By-products of so many of the conflicts and natural disasters IRIN covers are thousands of families forced from their homes. But countless more people are driven from their villages, cities, or homelands by persecution, slow-burning crises, or economic necessity and want.
More people are on the move than ever before. International migrants numbered more than 250 million in 2018, a year in which terms like refugee, asylum seeker, and economic migrant again failed to speak to complex, multi-layered issues around migration – experiences that often involve several rounds of displacement and life-threatening journeys.
US President Donald Trump made headlines with his “travel ban” and family separations, but 85 percent of the world’s refugees are hosted in developing nations like Turkey and Uganda, and 40 million of the 68.5 million people forcibly displaced are still in their home countries.
In 2018, we sought to give voice to migrants and refugees wherever the road took them, especially on emerging routes and in situations where their choices became desperate, whether because of conflict, people traffickers, or foreign governments pursuing a harder line on immigration.

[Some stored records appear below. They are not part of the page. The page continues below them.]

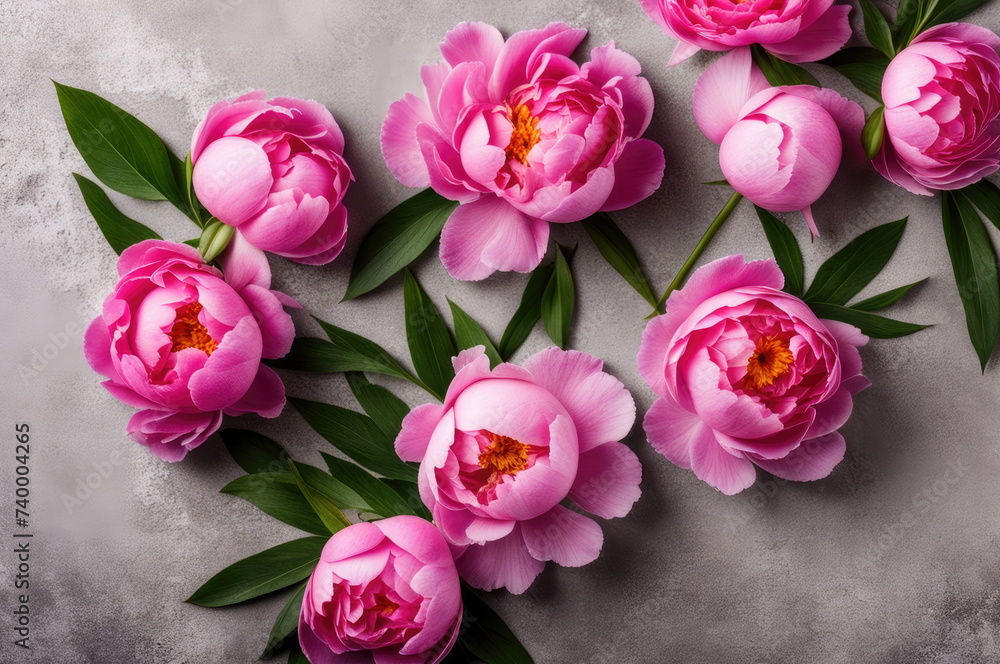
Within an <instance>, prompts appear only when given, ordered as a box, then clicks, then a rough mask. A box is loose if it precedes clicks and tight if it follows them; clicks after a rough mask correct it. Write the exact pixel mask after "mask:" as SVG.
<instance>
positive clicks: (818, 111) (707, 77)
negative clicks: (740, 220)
mask: <svg viewBox="0 0 1000 664" xmlns="http://www.w3.org/2000/svg"><path fill="white" fill-rule="evenodd" d="M692 106H693V108H694V117H695V121H696V122H697V123H698V126H699V127H700V128H701V130H702V132H703V133H704V134H705V136H707V137H708V138H709V139H710V140H711V141H712V142H713V143H716V144H719V165H720V167H721V168H722V174H723V175H724V176H725V177H726V180H727V181H728V182H729V184H730V185H731V186H732V187H733V189H735V190H736V191H738V192H740V193H741V194H743V195H744V196H746V197H747V198H748V199H750V200H751V201H753V202H754V203H755V204H756V205H759V206H761V207H762V208H765V209H767V210H771V211H773V212H791V211H795V210H801V211H802V213H803V215H804V216H805V218H806V222H807V223H808V224H809V229H810V231H812V234H813V235H819V231H818V230H817V228H816V222H815V221H814V220H813V215H812V208H811V207H810V206H811V205H812V204H813V203H815V202H816V200H817V199H818V198H819V197H820V196H822V195H823V192H825V191H826V188H827V187H828V186H829V185H830V183H831V182H832V181H833V177H834V176H835V175H836V174H837V169H838V168H839V167H840V160H841V156H842V154H843V152H844V151H845V150H846V151H848V152H849V153H850V154H851V155H852V157H854V159H855V160H856V161H865V158H864V155H863V153H862V152H861V130H862V128H863V127H864V123H865V114H864V111H862V110H861V107H860V106H858V105H857V104H856V103H854V102H853V101H850V100H848V99H845V98H844V97H841V96H840V95H839V94H837V93H836V92H834V91H833V90H829V89H826V88H817V87H813V86H811V85H792V86H783V87H779V88H772V87H770V86H769V85H768V83H767V80H766V79H765V78H764V75H763V74H761V73H760V70H759V69H758V68H757V66H756V65H754V64H753V62H752V60H751V57H750V49H747V48H741V49H736V50H735V51H733V52H731V53H727V54H726V55H725V56H723V57H722V58H720V59H719V60H718V61H716V62H715V63H713V64H712V65H711V66H710V67H709V68H708V69H706V70H705V72H704V73H703V74H702V75H701V77H700V78H699V79H698V82H697V83H696V84H695V88H694V95H693V98H692Z"/></svg>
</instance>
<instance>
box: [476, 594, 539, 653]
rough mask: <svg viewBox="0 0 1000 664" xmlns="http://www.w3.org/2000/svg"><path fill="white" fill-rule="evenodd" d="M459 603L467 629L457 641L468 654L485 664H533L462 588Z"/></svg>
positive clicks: (496, 624)
mask: <svg viewBox="0 0 1000 664" xmlns="http://www.w3.org/2000/svg"><path fill="white" fill-rule="evenodd" d="M462 603H463V604H464V606H465V618H464V622H465V623H466V624H467V625H468V627H467V629H465V630H464V631H463V632H462V633H461V636H460V637H459V638H460V640H461V642H462V645H464V646H465V647H466V648H467V649H468V650H469V651H470V652H472V653H473V654H474V655H475V656H476V657H478V658H480V659H481V660H483V661H484V662H486V664H533V662H534V660H533V659H531V655H529V654H528V651H527V650H526V649H525V647H524V646H523V645H521V642H520V641H519V640H518V638H517V637H516V636H515V635H514V632H512V631H511V630H510V627H508V626H507V623H505V622H504V621H503V619H502V618H501V617H500V616H498V615H497V614H496V612H495V611H494V610H493V609H492V608H490V606H489V605H488V604H487V603H486V602H484V601H483V600H482V599H480V597H479V595H478V594H476V593H475V592H474V591H472V590H470V589H468V588H463V592H462Z"/></svg>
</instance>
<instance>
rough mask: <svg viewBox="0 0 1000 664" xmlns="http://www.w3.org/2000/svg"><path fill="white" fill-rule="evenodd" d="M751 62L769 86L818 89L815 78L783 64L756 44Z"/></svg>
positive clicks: (798, 68)
mask: <svg viewBox="0 0 1000 664" xmlns="http://www.w3.org/2000/svg"><path fill="white" fill-rule="evenodd" d="M753 61H754V62H755V63H757V66H758V67H760V71H761V73H762V74H764V78H766V79H767V82H768V83H770V84H771V85H773V86H775V87H778V86H780V85H815V86H816V87H819V81H817V80H816V77H815V76H813V75H812V74H810V73H809V72H807V71H806V70H805V69H803V68H802V67H800V66H798V65H793V64H792V63H791V62H785V61H784V60H781V59H779V58H777V57H775V56H774V55H772V54H770V53H768V52H767V51H765V50H764V49H763V48H762V47H761V46H759V45H758V44H754V45H753Z"/></svg>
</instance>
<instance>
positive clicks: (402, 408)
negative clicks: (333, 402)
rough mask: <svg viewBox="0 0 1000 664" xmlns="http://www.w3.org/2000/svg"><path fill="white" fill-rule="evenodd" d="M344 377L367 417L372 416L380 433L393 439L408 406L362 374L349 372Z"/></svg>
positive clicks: (409, 409) (403, 402) (399, 430)
mask: <svg viewBox="0 0 1000 664" xmlns="http://www.w3.org/2000/svg"><path fill="white" fill-rule="evenodd" d="M346 377H347V385H348V387H350V388H351V392H352V393H353V394H354V398H355V399H357V400H358V403H359V404H361V407H362V408H364V409H365V412H366V413H368V417H370V418H372V420H373V421H374V422H375V424H376V426H378V428H379V429H381V430H382V433H384V434H385V435H386V436H388V437H389V438H392V439H393V440H395V439H396V436H398V435H399V432H400V430H401V429H402V428H403V418H404V417H406V416H407V415H408V414H409V412H410V407H409V406H407V405H406V403H405V402H404V401H403V400H402V399H400V398H399V397H397V396H396V395H395V394H393V393H392V392H390V391H389V390H387V389H385V388H384V387H382V386H381V385H373V384H372V383H371V382H369V381H368V379H367V378H365V376H364V374H360V373H355V372H350V373H348V374H346Z"/></svg>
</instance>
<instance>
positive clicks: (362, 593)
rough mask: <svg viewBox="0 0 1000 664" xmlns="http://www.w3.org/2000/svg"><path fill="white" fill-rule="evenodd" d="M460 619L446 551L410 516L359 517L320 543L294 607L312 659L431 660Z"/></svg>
mask: <svg viewBox="0 0 1000 664" xmlns="http://www.w3.org/2000/svg"><path fill="white" fill-rule="evenodd" d="M461 624H462V590H461V587H460V586H459V581H458V572H457V571H456V570H455V561H454V560H453V559H452V556H451V550H450V549H449V548H448V544H447V543H446V542H445V540H444V538H443V537H442V536H441V533H440V532H438V530H437V528H435V527H434V526H433V525H432V524H430V523H428V522H427V521H424V520H423V519H420V518H418V517H415V516H394V517H392V518H389V519H383V520H381V521H375V522H373V523H358V524H355V525H353V526H348V527H347V528H344V529H343V530H341V531H339V532H337V533H336V534H335V535H334V536H333V537H331V538H330V541H329V542H327V543H326V546H324V547H323V553H322V554H321V556H320V559H319V563H318V564H317V565H316V569H315V570H313V573H312V576H311V577H309V583H308V585H307V586H306V593H305V596H304V597H303V598H302V611H301V612H300V613H299V644H300V645H301V646H302V651H303V652H304V653H305V655H306V657H307V658H308V659H309V661H310V662H312V664H369V663H374V664H437V663H438V662H440V661H441V660H442V659H444V657H445V655H447V654H448V652H449V651H450V650H451V648H452V646H453V645H454V644H455V640H456V639H457V638H458V630H459V627H460V626H461Z"/></svg>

Below are highlights from our reporting:
Heading into war
Crossroads Djibouti: The African migrants who defy Yemen’s war
How desperate do you have to be to flee to a country at war? The International Organisation for Migration said up to 150,000 East African migrants will have reached Yemen by the year’s end, crossing deserts, lava fields, and the Gulf of Aden on their way to Gulf states.
Lost identity
How tattered Rohingya IDs trace a trail towards statelessness
For Rohingya refugees in Bangladesh camps, ID documents aren’t just reminders of what’s left behind, clung to with the distant hope they might permit a return to Myanmar, they’re also a record of the systematic stripping of their citizenship, belonging, and their very identity.
War and peace
Eritrea-Ethiopia peace leads to a refugee surge
More people were internally displaced in Ethiopia than in any other country in the first half of 2018, mostly due to ethnic conflict driven by scarce resources. By the second half of the year, peace and an open border with Eritrea were encouraging a new wave of Eritrean refugees.
Economic collapse
As Colombia tightens its border, more Venezuelan migrants brave clandestine routes
In November, UN agencies put the number of Venezuelans to have fled the country since 2015 at three million. As Colombia, by far the biggest recipient, announced stricter enforcement at official border crossings, migrants and refugees found new, illegal routes out.
US border deaths
Water in the desert
At least 6,700 bodies have been found since 2000 on the Mexico-US border, a third of them in the Sonoran desert in southern Arizona. For 12 years, a little-known humanitarian effort has been underway to try to save migrant lives, starting with water stations on the likeliest routes.
Unprepared
Greece’s resurgent river border with Turkey
Before 2012, and before millions of people began crossing the Mediterranean, the Evros river was the main transit point for those hoping to make it into Europe via Greece. This March, it suddenly became popular again. The region was not prepared.
Rights lost
New Italian law adds to unofficial clampdown on asylum seekers
Tens of thousands of asylum seekers in Italy have been stripped of “humanitarian protection”, losing their right to work and to free language and skills training. But an IRIN investigation found that thousands had already seen their services cut or curtailed over the past two years.